Artist’s statement in an email to the curator: “My best friend was diagnosed with non smokers lung cancer in 2005 and given 3 months to live. I asked myself what I would want to do if given the same. I had always wanted to make an artist book. So I spent two years letting an edition of 7 Remember the Lights come to fruition. I chopped up some etchings I made called Earthquake, the one of 1989 when I moved to California from Wisconsin.


And put another relief roll etching (when Murshid sings) in the back of the book, writing over it with acrylic matte or glossy, mantras of the world religions. The Mantras are written throughout the book. I incorporated 7 quotes on Light, and 6 poems I wrote when I went to Tibet with a Sufi group in 1986. The title page has a plate from the Rosicrucian Museum in San Jose. Another one from them appears as the image of the Valley of the Kings in Egypt, which is printed twice in grey, right side up and upside down, doesn’t matter where we are in space. Little holes of light, like Leonard Cohen suggested, let in the light, in this case by using Japanese hole punches. I had always wanted to add color to my traditional book making. So I brushed gouache on the pages with cotton balls. I also loved using colored pencils and straight lines to connect the pages, as well as printing blocks of wood used in printing, making them type high so the wood grain would shine through. Lobsong’s Mother’s page has a sumi painting I did of Japanese ink, of bamboo; I had a polymer plate made and printed it pink, because it is a color I don’t often use and I wanted to experiment.


I had fun drawing ladders into my etchings, connecting things, like thoughts, of planes of consciousness.
And stringing along the trajectory of human experience, you know, birth, life, death birth, life, death.


In the signature where I have iconized my mother, and also did Xerox of her and me, I used end signatures I had left over from an edition of poems from a Rumi book I printed for Coleman Barks.
I like using Xerox and commercial papers in conjunction with the hand made papers (blue green) I made in Wisconsin many years ago.


I had learned a blanket stitch from Michael Burke and used that around the hole I cut with the hand showing through (One Handed Basket Weaving/Jelaluddin Rumi. Versions by Coleman Barks.)

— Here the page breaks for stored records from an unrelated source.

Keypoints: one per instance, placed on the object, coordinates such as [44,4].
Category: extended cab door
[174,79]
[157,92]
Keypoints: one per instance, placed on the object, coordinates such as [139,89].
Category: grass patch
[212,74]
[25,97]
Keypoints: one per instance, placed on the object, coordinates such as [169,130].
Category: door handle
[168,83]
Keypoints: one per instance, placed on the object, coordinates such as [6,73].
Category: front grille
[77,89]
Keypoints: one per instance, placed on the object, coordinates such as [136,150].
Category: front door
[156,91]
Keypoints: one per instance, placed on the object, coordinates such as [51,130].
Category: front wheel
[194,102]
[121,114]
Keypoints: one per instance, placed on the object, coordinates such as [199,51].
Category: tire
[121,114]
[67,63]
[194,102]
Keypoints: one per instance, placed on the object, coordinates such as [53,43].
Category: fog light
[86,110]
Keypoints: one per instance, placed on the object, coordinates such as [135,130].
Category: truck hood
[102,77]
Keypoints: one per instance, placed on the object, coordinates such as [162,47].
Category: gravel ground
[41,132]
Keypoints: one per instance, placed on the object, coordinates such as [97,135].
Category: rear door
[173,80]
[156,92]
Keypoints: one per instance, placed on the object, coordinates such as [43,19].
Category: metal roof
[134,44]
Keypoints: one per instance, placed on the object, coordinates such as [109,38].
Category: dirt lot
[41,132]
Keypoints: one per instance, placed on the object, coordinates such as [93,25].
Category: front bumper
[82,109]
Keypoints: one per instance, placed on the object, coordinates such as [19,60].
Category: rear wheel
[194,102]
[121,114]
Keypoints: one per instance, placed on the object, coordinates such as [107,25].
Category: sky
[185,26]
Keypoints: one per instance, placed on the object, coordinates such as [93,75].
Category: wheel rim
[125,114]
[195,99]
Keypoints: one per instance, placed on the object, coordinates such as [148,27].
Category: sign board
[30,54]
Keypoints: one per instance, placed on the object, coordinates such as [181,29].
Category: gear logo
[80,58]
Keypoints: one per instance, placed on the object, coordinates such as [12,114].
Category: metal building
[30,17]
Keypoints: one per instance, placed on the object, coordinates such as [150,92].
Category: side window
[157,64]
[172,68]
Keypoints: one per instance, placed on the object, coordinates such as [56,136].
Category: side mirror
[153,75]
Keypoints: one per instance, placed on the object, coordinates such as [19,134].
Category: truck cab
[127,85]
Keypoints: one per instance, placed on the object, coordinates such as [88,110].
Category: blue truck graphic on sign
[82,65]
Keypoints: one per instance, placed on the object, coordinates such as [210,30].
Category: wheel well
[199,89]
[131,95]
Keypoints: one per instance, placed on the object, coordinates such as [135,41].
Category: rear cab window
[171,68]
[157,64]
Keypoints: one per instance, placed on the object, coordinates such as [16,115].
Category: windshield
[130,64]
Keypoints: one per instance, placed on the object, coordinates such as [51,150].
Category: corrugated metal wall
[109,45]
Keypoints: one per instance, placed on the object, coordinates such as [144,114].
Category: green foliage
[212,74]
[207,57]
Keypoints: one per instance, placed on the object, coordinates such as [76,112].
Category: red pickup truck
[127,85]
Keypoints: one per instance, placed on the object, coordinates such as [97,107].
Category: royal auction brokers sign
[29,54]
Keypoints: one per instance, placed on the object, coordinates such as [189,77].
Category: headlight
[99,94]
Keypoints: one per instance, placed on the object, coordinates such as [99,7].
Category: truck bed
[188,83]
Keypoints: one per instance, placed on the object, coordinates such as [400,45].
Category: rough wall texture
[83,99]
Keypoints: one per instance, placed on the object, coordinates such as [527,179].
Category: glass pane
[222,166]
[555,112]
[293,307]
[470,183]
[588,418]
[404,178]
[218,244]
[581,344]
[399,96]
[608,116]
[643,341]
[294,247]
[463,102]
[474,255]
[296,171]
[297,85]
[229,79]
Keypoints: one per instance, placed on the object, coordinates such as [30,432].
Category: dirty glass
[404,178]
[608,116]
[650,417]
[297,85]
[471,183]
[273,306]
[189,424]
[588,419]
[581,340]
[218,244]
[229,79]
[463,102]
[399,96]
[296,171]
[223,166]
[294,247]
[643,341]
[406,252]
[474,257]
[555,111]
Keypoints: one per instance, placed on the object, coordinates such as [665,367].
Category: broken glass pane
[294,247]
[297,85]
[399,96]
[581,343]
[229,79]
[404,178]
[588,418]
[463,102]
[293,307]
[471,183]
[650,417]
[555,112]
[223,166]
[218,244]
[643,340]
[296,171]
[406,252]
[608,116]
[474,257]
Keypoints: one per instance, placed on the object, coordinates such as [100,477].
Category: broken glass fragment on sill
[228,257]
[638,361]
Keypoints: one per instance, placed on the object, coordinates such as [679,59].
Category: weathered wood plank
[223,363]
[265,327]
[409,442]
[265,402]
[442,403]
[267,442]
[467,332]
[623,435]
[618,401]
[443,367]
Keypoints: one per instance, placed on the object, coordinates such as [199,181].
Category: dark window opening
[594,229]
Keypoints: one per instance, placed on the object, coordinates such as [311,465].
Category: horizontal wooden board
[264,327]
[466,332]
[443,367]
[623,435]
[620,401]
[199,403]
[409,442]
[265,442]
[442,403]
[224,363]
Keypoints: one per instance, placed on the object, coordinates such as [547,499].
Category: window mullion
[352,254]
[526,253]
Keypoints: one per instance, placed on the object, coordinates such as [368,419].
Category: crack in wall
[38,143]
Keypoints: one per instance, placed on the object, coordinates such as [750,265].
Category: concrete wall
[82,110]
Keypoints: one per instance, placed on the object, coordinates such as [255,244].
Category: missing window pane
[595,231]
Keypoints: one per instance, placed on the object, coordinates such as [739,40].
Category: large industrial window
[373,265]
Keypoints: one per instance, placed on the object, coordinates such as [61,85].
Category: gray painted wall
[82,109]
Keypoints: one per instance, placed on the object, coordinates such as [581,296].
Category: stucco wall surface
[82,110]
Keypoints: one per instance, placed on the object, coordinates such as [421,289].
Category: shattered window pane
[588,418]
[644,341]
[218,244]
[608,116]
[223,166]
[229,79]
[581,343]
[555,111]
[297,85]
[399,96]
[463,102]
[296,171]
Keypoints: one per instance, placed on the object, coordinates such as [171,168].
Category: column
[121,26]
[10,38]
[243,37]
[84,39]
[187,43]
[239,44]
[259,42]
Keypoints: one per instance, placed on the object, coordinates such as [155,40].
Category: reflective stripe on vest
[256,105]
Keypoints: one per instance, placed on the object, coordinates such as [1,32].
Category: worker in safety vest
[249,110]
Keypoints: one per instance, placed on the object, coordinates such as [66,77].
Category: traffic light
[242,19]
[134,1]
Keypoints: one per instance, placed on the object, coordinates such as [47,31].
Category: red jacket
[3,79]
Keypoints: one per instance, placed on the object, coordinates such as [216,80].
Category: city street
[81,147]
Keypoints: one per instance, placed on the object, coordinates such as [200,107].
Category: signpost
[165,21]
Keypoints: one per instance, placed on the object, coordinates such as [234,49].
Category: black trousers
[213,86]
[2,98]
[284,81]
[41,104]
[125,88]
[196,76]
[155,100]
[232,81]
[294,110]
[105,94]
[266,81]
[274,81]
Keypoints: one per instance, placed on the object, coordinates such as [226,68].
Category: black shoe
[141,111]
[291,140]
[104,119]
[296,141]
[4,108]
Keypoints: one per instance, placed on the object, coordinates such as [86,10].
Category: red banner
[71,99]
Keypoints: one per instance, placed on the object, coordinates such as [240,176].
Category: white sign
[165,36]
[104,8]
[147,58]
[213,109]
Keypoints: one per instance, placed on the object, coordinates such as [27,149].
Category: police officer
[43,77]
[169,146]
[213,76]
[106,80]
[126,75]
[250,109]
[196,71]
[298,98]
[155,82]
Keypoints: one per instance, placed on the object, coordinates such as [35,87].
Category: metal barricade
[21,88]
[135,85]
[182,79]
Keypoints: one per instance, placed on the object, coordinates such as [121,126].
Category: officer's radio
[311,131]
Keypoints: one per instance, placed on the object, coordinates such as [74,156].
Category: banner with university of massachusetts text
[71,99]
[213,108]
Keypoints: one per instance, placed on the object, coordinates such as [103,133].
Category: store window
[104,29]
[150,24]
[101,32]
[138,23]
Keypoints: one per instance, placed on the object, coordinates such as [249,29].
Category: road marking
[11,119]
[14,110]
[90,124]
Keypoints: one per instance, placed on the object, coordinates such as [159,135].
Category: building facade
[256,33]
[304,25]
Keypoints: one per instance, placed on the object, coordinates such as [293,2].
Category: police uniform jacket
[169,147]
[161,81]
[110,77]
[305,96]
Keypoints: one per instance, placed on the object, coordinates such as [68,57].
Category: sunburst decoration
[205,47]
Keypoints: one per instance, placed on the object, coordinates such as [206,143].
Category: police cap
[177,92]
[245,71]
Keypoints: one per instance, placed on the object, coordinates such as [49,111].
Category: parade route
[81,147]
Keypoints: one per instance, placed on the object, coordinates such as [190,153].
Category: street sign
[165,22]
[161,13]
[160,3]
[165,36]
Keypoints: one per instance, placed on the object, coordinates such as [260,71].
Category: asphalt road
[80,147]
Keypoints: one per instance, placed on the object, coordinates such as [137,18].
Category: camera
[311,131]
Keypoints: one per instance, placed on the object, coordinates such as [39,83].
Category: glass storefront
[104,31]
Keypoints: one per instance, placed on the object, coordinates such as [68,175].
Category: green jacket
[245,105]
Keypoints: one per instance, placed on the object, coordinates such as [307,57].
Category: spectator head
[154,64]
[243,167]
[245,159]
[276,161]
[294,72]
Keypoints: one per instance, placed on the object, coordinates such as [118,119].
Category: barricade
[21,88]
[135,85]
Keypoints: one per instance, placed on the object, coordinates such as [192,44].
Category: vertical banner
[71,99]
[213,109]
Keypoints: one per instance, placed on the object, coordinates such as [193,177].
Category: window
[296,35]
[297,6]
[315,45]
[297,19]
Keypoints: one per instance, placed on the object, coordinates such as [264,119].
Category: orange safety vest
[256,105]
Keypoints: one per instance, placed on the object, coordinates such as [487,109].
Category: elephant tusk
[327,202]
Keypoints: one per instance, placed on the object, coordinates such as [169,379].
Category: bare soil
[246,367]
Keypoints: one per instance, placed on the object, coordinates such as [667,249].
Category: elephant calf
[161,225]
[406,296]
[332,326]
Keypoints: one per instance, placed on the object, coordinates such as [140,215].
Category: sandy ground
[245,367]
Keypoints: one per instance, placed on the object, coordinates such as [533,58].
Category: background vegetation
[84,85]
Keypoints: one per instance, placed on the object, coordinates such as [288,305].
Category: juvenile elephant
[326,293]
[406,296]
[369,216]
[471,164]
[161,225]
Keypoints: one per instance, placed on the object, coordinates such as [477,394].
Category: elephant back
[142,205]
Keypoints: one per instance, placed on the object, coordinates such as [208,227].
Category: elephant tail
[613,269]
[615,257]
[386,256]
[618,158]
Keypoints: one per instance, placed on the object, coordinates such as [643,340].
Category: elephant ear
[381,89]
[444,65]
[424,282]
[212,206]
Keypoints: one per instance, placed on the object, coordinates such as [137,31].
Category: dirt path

On the colophon page I started each line with a cap, spelling out my name, vertically as you read down.


And hiding at the end of book is another poem about being on retreat in a hut, with an etching printed relief rolled and worked into, based on a courtyard in Florence, Italy, from a sepia print I inherited from my Grandfather who got it there in 1896.

The stories go on. My friend lived 5 years longer.”

Colophon: “Resurrected and transmogrified etchings form the basis for this Infinitesimal edition, primarily printed letterpress. Actual copies: Seven, using Dante and Goudy Engraved. Text papers include Arches BFK, and Somerset. Endpapers & concertina guards: Nefertiti, Long ago made by hand at Barcham Green Mill, and hoarded by me Awaiting the right project! Overprinted relief-roll etchings When Murshid Sings and Earthquake, may include laser-print, egg tempura, Assorted colored pencils, polymer plates, Xerox, cut-outs, sewing & Reticulated energy patterns. The laced-cords wooden board binding You are holding, is based on an 8th c. model. Hand-planed covers, Laboriously covered with deer or goatskin, are fitted with brass Ornaments. Thanks to both Laura Wait & Michael Burke, models of Undying inspiration. Copies are hand numbered.” Rare Books copy is no. 2.”

Artist’s addendum to colophon: “Maple and cherry covers are not covered. Bas-relief of right and left hand, carved into the front and back covers.


Books come enclosed in drop spine boxes. Trays are black calf or goatskin lined with white deer or golden elk skin. Outer covers: there are two purple ostrich and two of teal ostrich; two more of lime green bovine; and one in lime green goatskin.


Leather straps match the outer covers, and attach to brass hand-filed knobs on the fore-edge. A copper disc is inlaid on the front cover, a debossed crescent moon at its base. My Opus.”